It was December of 2014, and Michael Usry had no idea why a pair of Louisiana State police officers showed up at his New Orleans home, asking him to accompany them to the precinct for questioning.
He was even more confused when an FBI agent asked to swab his cheek for DNA.
“They wouldn’t tell me anything,” Usry, now 43, tells The Post. “I was like, ‘Am I being accused of a crime? Do I need a lawyer?’ ”
It was only later that Usry, a low-budget filmmaker, learned he was a suspect in the 1996 murder of 18-year-old Angie Dodge. There were a few things that pointed to him: He’d visited Idaho Falls, Idaho, where the victim was killed, during the same time frame of the murder. He had directed a 2010 film called “Murderabilia,” which — according to the search warrant — “dealt with some sort of homicide or killings.”
But the main reason cops showed up on Usry’s doorstep was his DNA. When genetic evidence from the crime scene didn’t match anything in the national law-enforcement database, the police ran a familial DNA search on Ancestry.com, the world’s largest for-profit genealogy company.

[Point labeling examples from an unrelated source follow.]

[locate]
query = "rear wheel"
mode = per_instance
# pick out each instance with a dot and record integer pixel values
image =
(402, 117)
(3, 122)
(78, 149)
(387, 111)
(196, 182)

They found a close match between semen found at the murder scene and the DNA of Usry’s dad, who had donated his saliva to Ancestry as part of a genealogy project with his church. When the elder Usry was deemed too old to be a suspect, it led detectives to his son. Although the younger Usry had never used Ancestry or any other genealogy service, his dad’s DNA was enough for a judge to issue a warrant.
Even after Usry’s DNA was tested and his name cleared — which took weeks — he didn’t rest easy.